The Nouris are among the 4,700 asylum seekers who the Office of the United Nations High Commissioner for Refugees estimates are living in Serbia, whose government largely treats them as temporary residents.

As Farhad and his family wait to plot their future in another country — perhaps Germany, Switzerland or Sweden, his father says — they have been thrust into a whirlwind of publicity in Serbia.


Some of Farhad’s artwork in the family room. He says he wants to learn animation next.

Marko Risovic for The New York Times

Farhad’s first exhibition was held earlier this month in a Belgrade cafe. He sold photos he had taken and 20 scanned copies of his drawings to raise 34,000 Serbian dinars, or about $335, for a boy from Belgrade, Nemanja Damcevic, who was recovering after having surgery to remove a brain tumor. He also sold 11 of 12 original drawings to raise about $735 for his own family.

The Serbian pop star Svetlana Raznatovic, whose stage name is Ceca, visited Farhad at the asylum center to buy his art. In the spring, he befriended the American actor Mandy Patinkin.

On Wednesday, he and his family were invited to visit the Serbian president, Aleksandar Vucic. Farhad presented Mr. Vucic with a framed stylized portrait he had drawn of him. Mr. Vucic, in turn, offered Serbian citizenship to Farhad’s family if they chose to stay in the country.

“If you see the future here in Serbia, consider yourself welcome in our country,” Mr. Vucic told the boy as about a dozen journalists looked on.

Farhad, speaking in slow and careful Serbian, thanked the country for helping his family. “I want to live in Serbia,” he said. “We feel good in Serbia.”

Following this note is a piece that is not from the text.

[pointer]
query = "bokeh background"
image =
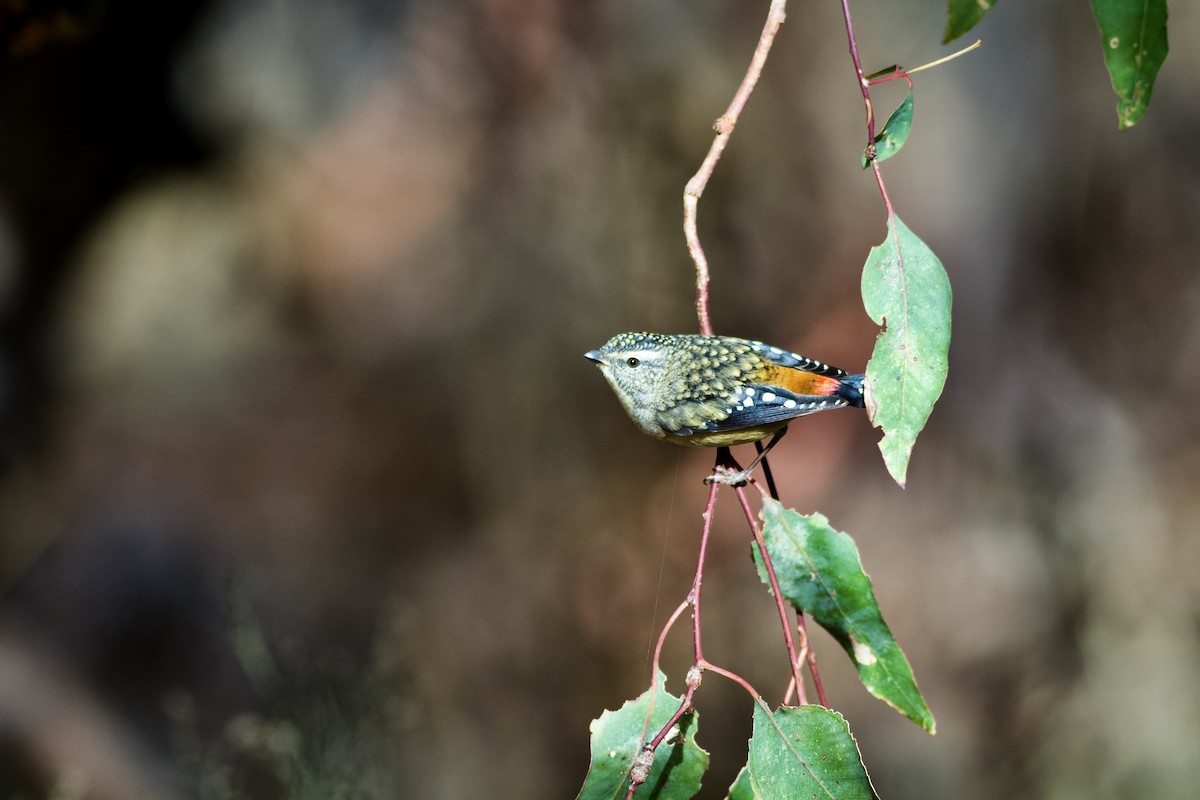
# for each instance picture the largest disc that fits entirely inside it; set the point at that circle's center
(305, 487)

Farhad was born in Isfahan, Iran. His father, Hakim Nouri, 33, was a teenager when he fled Herat, Afghanistan, after the Taliban took control. His family left Iran two years ago because of growing pressure against Afghans by the Iranian government.

The family traveled through Turkey to Greece, where Farhad took drawing classes in a refugee center. A Swiss woman there was so moved by his art that she helped support the boy and his family financially, the Nouris said.

The Nouris made it to Serbia in December, and Farhad began school. He said he had Serbian friends and had never been treated badly here for being Afghan. It was much worse for Afghans in Iran, he said.


Farhad inspecting his drawings at an art exhibition in Belgrade, Serbia, in August. Some scans of his drawings were sold to raise money for a Serbian boy recovering from surgery to remove a brain tumor.

Marko Drobnjakovic/Associated Press

A recent visit to the family’s room at the refugee center found Farhad smiling, playful and curious, sitting next to his father on a bed. Mr. Nouri, a plasterer, said the family was comfortable in Serbia and happy with the education and services for the children. But, he said, the family’s future was somewhere else: Western Europe.

Farhad, too young to understand the deep anxiety of his parents, contradicted his father. “It’s a mistake,” he said teasingly. “We want to stay in Serbia.”

Why? “Because the president of Serbia invited me to stay and I don’t want to tell him ‘no,’” he said with a smile.